Exact differential

In multivariate calculus, a differential or differential form is said to be exact or perfect (so called an exact differential), as contrasted with an inexact differential, if it is equal to the general differential dQ for some differentiable function Q.

An exact differential is sometimes also called a total differential, or a full differential, or, in the study of differential geometry, it is termed an exact form.

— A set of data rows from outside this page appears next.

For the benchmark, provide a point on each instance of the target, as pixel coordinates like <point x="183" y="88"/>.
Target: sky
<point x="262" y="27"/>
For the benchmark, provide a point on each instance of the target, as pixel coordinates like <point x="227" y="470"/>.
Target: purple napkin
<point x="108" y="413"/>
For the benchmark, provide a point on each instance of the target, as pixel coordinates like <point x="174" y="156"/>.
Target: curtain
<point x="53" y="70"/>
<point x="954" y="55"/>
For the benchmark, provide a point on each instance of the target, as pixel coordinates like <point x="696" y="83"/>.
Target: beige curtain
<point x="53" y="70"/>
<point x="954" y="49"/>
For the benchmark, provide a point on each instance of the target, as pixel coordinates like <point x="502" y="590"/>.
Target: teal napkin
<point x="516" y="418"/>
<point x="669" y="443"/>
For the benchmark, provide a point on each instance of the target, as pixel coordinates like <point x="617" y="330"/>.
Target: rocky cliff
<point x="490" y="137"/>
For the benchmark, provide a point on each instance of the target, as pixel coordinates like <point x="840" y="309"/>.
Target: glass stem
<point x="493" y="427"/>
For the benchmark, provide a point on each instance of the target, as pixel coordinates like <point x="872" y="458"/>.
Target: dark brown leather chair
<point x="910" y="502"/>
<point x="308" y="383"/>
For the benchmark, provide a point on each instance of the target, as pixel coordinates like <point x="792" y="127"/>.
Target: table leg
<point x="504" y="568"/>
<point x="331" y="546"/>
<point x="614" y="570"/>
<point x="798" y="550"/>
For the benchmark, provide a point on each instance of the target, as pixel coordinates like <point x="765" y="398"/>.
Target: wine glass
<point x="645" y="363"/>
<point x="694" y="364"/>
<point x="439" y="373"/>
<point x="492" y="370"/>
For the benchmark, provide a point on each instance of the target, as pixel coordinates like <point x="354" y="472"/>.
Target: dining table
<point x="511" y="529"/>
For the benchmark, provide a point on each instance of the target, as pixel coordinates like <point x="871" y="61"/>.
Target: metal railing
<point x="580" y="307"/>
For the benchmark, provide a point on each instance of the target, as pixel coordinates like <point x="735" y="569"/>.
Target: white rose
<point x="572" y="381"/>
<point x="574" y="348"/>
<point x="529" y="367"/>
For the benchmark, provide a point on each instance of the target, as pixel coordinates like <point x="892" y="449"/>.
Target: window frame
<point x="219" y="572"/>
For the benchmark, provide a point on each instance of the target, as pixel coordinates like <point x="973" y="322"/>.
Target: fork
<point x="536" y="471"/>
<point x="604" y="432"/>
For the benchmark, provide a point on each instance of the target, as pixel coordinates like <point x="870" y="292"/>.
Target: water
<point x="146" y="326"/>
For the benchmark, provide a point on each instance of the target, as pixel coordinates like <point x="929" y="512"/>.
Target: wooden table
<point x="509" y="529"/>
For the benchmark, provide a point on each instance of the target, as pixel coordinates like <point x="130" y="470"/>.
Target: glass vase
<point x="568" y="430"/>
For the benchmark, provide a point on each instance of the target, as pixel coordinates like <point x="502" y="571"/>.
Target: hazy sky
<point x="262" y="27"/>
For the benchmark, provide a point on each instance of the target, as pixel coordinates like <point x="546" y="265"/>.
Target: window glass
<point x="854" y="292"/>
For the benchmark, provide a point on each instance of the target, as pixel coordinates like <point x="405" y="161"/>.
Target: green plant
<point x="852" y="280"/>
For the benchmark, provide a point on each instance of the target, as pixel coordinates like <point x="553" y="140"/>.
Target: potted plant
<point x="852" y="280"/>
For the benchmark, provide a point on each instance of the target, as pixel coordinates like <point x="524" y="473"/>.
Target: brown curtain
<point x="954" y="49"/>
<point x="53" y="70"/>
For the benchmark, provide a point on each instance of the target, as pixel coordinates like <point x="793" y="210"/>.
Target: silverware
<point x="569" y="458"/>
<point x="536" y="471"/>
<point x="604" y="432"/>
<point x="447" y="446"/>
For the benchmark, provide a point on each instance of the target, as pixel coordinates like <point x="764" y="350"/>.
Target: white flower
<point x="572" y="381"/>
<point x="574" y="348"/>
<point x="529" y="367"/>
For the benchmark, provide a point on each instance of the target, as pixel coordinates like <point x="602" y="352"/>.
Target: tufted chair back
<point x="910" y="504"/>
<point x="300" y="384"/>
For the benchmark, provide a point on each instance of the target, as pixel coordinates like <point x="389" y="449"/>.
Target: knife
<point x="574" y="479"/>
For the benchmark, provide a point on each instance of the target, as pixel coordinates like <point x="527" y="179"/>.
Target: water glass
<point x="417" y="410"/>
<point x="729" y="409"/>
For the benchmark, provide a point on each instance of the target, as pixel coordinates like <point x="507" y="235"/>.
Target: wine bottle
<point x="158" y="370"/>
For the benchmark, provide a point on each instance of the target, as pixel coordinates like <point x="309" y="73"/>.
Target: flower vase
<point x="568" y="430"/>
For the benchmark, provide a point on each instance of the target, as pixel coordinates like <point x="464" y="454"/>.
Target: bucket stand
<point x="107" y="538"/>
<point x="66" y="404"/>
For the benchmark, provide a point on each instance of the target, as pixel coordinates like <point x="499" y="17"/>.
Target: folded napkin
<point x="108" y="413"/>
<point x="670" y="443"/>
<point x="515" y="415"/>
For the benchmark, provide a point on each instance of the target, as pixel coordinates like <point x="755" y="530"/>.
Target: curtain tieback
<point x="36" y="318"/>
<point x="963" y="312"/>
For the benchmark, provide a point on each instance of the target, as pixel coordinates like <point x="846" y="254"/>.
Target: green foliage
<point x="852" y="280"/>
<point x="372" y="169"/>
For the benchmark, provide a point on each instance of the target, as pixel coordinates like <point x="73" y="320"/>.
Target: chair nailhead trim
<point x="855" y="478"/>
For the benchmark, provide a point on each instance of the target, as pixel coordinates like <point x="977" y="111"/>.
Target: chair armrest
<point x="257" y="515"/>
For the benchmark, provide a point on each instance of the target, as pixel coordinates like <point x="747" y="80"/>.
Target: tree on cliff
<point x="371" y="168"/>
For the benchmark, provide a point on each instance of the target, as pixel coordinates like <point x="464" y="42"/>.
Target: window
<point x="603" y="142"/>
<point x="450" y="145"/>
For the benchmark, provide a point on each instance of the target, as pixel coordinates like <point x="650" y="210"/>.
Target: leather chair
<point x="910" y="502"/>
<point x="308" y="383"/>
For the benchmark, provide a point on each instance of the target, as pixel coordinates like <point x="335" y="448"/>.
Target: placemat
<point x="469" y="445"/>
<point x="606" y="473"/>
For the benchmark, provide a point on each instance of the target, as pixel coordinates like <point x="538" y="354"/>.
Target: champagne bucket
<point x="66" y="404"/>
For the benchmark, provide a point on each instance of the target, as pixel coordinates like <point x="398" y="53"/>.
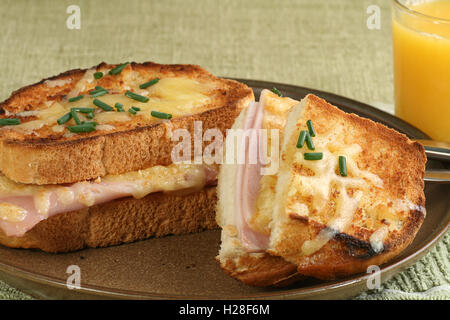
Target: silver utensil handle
<point x="437" y="176"/>
<point x="436" y="149"/>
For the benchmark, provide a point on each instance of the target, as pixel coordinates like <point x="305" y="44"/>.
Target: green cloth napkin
<point x="320" y="44"/>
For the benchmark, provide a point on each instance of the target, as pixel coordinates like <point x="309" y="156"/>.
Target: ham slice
<point x="54" y="200"/>
<point x="248" y="176"/>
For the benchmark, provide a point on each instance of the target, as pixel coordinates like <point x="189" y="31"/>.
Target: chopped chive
<point x="343" y="166"/>
<point x="64" y="118"/>
<point x="102" y="105"/>
<point x="149" y="83"/>
<point x="161" y="115"/>
<point x="119" y="107"/>
<point x="98" y="75"/>
<point x="277" y="92"/>
<point x="93" y="123"/>
<point x="313" y="156"/>
<point x="83" y="110"/>
<point x="136" y="96"/>
<point x="301" y="138"/>
<point x="9" y="122"/>
<point x="118" y="69"/>
<point x="99" y="93"/>
<point x="311" y="130"/>
<point x="86" y="127"/>
<point x="75" y="116"/>
<point x="76" y="98"/>
<point x="309" y="142"/>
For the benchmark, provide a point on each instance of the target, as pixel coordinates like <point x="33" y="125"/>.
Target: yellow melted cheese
<point x="141" y="183"/>
<point x="175" y="96"/>
<point x="11" y="213"/>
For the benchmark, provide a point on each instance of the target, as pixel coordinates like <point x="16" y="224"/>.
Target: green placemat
<point x="320" y="44"/>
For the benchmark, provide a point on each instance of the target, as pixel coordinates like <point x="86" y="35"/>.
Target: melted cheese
<point x="176" y="96"/>
<point x="12" y="213"/>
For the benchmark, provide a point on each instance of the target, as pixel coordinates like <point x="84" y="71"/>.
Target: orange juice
<point x="421" y="44"/>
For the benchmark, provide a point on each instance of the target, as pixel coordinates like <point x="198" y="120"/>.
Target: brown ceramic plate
<point x="184" y="267"/>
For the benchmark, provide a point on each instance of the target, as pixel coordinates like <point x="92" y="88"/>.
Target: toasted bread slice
<point x="122" y="221"/>
<point x="325" y="225"/>
<point x="39" y="151"/>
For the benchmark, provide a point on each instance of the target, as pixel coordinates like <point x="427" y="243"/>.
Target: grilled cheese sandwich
<point x="309" y="219"/>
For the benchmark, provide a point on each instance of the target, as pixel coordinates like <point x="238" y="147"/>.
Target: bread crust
<point x="54" y="159"/>
<point x="121" y="221"/>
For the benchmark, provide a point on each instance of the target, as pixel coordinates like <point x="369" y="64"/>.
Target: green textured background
<point x="320" y="44"/>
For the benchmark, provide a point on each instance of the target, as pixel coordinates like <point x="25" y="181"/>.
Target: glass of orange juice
<point x="421" y="45"/>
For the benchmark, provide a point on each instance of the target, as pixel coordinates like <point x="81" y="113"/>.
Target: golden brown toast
<point x="325" y="225"/>
<point x="121" y="221"/>
<point x="39" y="151"/>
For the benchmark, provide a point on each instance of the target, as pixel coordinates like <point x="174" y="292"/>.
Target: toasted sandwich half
<point x="348" y="194"/>
<point x="86" y="156"/>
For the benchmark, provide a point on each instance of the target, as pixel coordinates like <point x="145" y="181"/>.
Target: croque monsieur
<point x="348" y="194"/>
<point x="86" y="160"/>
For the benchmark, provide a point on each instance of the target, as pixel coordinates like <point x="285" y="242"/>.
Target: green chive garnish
<point x="313" y="156"/>
<point x="83" y="110"/>
<point x="301" y="138"/>
<point x="9" y="122"/>
<point x="118" y="69"/>
<point x="64" y="118"/>
<point x="161" y="115"/>
<point x="343" y="166"/>
<point x="309" y="142"/>
<point x="136" y="96"/>
<point x="149" y="83"/>
<point x="86" y="127"/>
<point x="98" y="75"/>
<point x="311" y="130"/>
<point x="75" y="116"/>
<point x="119" y="107"/>
<point x="102" y="105"/>
<point x="76" y="98"/>
<point x="93" y="123"/>
<point x="277" y="92"/>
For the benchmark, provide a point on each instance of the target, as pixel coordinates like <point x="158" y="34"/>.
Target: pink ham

The integral of an exact differential over any integral path is path-independent, and this fact is used to identity state functions in thermodynamics.

Overview[]

Definition[]

Even if we work in three dimensions here, the definitions of exact differentials for other dimensions are similar to the three dimensional definition. In three dimensions, a form of the type

A(x,y,z)\,dx+B(x,y,z)\,dy+C(x,y,z)\,dz

is called a differential form. This form is called exact on a open domain $D\subset \mathbb {R} ^{3}$ in space if there exists some differentiable scalar function $Q=Q(x,y,z)$ defined on $D$ such that

dQ\equiv \left({\frac {\partial Q}{\partial x}}\right)_{y,z}\,dx+\left({\frac {\partial Q}{\partial y}}\right)_{x,z}\,dy+\left({\frac {\partial Q}{\partial z}}\right)_{x,y}\,dz,

dQ=A\,dx+B\,dy+C\,dz

throughout $D$ , where $x,y,z$ are orthogonal coordinates (e.g., Cartesian, cylindrical, or spherical coordinates).^[1] In other words, in some domain of three dimensional space, a differential form is an exact differential if it is equal to the general differential of a differentiable function.

Note: In this mathematical expression, the subscripts outside the parenthesis indicate which variables are being held constant during differentiation. Due to the definition of the partial derivative, these subscripts are not required, but they are included as a reminder.

Integral path independence[]

The exact differential for a differentiable function $Q$ is equal to $dQ=\nabla Q\cdot d\mathbf {r}$ , that is the scalar product between the conservative vector field $(A,B,C)=\nabla Q$ (where the right hand side is the gradient of $Q$ ) for the corresponding potential $Q$ and the general differential displacement vector $(dx,dy,dz)=d\mathbf {r}$ .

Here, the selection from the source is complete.